パルス波形・A-line波形のショック管理への応用
京都大学医学系研究科
初期診療・救急医学分野
松田直之
パルスオキシメータやA-lineの圧波形において,① 波形の呼吸性変動(循環血液量),② Percussion waveの立ち上がり角(dp/dt:心収縮性),③ 第1波形下面積(stroke volume:1回心拍出量),④ 第1波形下面積の呼吸性変動(循環血液量)⑤ Dicrotic wave(体血管抵抗),⑥ 脈圧(波形高)を連続して観察するとよいです。これを,ろくろMATSUDA法(パルス6苦労作戦:くるくるとろくろを回るように,治療の時系列で,パルス波形を監視し続けること),時折振り返る(だるまさんがころんだ法)などと命名しています。この方法を私が独自に論理化して,意識しはじめたのは,1994年の砂川市立病院時代であり,1990年代後半以来,教育や管理に用いて来ました。

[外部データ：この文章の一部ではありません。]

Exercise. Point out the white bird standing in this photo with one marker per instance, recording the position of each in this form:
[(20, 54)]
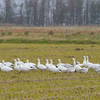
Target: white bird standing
[(77, 68), (19, 62), (84, 70), (78, 63), (40, 66), (24, 67), (9, 64), (16, 67), (52, 67), (86, 63), (5, 68), (62, 64), (31, 65)]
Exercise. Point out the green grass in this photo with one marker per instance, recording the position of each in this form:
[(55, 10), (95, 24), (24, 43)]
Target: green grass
[(45, 85), (50, 35), (48, 41)]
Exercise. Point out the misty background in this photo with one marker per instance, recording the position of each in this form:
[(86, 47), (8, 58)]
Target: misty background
[(50, 12)]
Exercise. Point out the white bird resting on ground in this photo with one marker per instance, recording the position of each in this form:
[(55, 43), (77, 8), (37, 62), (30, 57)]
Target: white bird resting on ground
[(77, 68), (86, 63), (16, 66), (64, 65), (52, 67), (84, 70), (19, 62), (31, 65), (5, 68), (8, 64), (40, 66), (78, 63)]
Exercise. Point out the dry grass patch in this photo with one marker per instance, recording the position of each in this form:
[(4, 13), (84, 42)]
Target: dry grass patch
[(45, 85)]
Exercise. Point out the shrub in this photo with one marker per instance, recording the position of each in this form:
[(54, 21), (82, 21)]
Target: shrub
[(91, 33), (51, 33), (3, 34), (76, 34), (26, 33), (9, 33)]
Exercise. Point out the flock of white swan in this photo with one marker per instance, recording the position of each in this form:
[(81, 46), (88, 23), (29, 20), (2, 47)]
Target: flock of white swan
[(60, 67)]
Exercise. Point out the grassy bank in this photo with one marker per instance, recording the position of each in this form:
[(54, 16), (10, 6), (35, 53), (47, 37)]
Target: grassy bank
[(45, 85), (50, 35), (47, 41)]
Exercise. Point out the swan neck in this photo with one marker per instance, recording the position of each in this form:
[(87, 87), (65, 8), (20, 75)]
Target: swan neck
[(74, 64), (84, 61)]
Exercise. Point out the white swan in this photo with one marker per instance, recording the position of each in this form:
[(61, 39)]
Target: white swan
[(52, 67), (62, 64), (77, 68), (86, 63), (5, 68), (78, 63), (31, 65), (47, 64), (19, 62), (9, 64), (16, 67), (40, 66), (24, 67), (84, 70)]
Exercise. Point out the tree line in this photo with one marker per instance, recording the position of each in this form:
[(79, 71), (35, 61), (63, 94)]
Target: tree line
[(50, 12)]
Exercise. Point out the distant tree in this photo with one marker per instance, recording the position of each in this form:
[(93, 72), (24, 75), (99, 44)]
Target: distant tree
[(9, 10)]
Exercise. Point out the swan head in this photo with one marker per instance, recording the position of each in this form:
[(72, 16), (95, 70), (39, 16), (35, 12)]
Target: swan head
[(2, 61), (38, 59), (27, 60), (15, 60), (46, 60), (18, 59), (73, 59), (59, 60), (84, 56), (77, 62), (51, 60)]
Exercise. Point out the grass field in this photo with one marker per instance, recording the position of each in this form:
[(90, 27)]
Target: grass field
[(80, 35), (45, 85)]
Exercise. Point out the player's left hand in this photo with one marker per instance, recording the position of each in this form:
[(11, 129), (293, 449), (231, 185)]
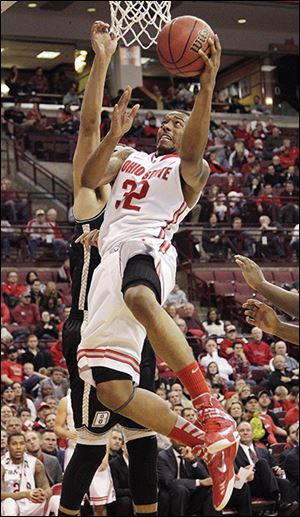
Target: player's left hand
[(88, 239), (121, 120), (261, 315), (103, 42), (212, 63)]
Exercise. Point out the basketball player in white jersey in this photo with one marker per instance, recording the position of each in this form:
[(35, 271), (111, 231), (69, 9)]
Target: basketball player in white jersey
[(92, 419), (25, 488), (150, 196)]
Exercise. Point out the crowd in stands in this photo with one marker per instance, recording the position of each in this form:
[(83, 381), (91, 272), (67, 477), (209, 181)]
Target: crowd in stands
[(252, 375)]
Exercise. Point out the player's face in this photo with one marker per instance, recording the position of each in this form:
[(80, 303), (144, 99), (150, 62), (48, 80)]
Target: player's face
[(170, 133)]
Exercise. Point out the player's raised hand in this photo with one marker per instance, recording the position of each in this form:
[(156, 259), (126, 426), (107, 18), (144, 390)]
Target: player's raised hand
[(261, 315), (121, 119), (103, 42), (212, 62)]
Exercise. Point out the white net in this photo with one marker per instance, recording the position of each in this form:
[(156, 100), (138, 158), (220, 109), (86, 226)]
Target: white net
[(139, 21)]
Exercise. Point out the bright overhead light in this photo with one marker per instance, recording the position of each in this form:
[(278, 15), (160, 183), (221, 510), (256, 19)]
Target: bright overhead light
[(48, 54), (268, 68), (80, 60)]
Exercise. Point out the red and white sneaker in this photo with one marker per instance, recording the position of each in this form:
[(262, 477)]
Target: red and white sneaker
[(221, 470), (219, 426)]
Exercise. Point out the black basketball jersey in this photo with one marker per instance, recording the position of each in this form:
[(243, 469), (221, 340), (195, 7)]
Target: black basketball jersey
[(83, 262)]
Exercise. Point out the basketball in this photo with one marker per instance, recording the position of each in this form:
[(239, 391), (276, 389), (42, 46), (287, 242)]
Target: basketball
[(179, 42)]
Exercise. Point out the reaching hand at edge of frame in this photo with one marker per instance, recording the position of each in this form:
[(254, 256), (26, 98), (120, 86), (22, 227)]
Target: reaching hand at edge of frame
[(212, 63), (104, 43), (122, 120)]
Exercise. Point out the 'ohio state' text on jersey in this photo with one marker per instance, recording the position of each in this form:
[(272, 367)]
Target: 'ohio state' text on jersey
[(146, 201)]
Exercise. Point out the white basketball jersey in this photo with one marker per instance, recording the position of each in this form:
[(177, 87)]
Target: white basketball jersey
[(146, 202)]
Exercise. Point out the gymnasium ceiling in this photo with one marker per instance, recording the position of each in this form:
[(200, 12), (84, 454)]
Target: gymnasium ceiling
[(64, 25)]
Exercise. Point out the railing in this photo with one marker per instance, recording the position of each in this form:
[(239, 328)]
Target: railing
[(41, 177), (5, 153)]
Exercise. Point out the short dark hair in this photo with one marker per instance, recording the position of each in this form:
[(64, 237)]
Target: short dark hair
[(13, 435)]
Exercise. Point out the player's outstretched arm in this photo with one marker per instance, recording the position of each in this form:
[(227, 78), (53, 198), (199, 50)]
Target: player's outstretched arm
[(104, 46), (195, 136), (261, 315), (284, 300), (102, 167)]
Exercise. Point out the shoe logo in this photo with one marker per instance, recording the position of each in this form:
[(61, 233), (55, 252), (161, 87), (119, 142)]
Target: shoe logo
[(223, 467)]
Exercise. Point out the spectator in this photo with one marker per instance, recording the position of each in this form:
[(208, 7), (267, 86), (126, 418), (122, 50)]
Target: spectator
[(6, 414), (26, 494), (239, 363), (212, 238), (3, 442), (71, 97), (13, 82), (272, 177), (184, 484), (280, 376), (267, 480), (271, 242), (213, 325), (51, 464), (226, 346), (45, 328), (238, 240), (36, 293), (238, 157), (57, 355), (292, 415), (291, 364), (59, 384), (257, 107), (26, 314), (21, 400), (11, 370), (212, 355), (12, 289), (43, 409), (39, 82), (236, 410), (34, 355), (258, 351), (235, 106)]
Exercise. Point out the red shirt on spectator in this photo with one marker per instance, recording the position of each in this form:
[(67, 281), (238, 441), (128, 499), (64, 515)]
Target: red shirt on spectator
[(13, 370), (5, 314), (26, 315), (57, 355), (270, 200), (258, 354), (292, 416), (13, 289)]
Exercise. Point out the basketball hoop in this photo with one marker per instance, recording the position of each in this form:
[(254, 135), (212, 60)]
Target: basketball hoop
[(139, 22)]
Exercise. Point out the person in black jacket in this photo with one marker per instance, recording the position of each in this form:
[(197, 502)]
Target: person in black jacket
[(268, 481)]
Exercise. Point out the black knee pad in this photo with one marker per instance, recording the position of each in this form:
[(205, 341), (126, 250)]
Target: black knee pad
[(142, 470), (140, 270)]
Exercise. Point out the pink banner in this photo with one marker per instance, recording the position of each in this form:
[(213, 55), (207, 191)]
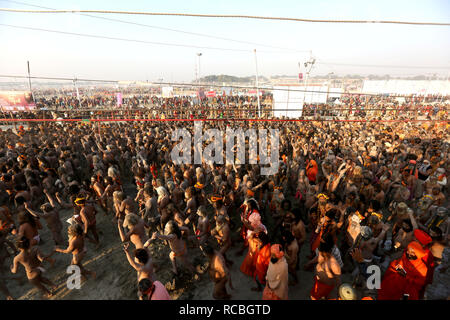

心タンポナーデや緊張性気胸は,呼吸による脈圧変動として「奇脈(pulsus paradoxus)」が認められる代表病態です。吸気時に脈圧(収縮期圧―拡張期圧)が10 mmHg以上低下する病態が「奇脈」ですが,循環血液量低下でも,A-line波形に奇脈や強い収縮期血圧の呼吸性変動が観察されます。心収縮性低下では,dp/dtが低下します。さらに,大動脈弁狭窄症のような1回拍出量の低下した病態では,第1波形下面積が輸液に反応せずに小さい状態が続きます。波形下面積は,1回心拍出量に比例して大きくなります。そして,交感神経緊張と体血管抵抗の評価としては,dicrotic waveを観察します。Dicrotic waveが存在すれば体血管抵抗は高く,dicrotic waveが存在しなければ体血管抵抗は低い。このように,A-lineの波形観察では,呼吸性変動の程度,dp/dtの変化,波形下面積,dicrotic wave に着眼するとよいです。それ以外の細かな観察は,緊急時には不要です。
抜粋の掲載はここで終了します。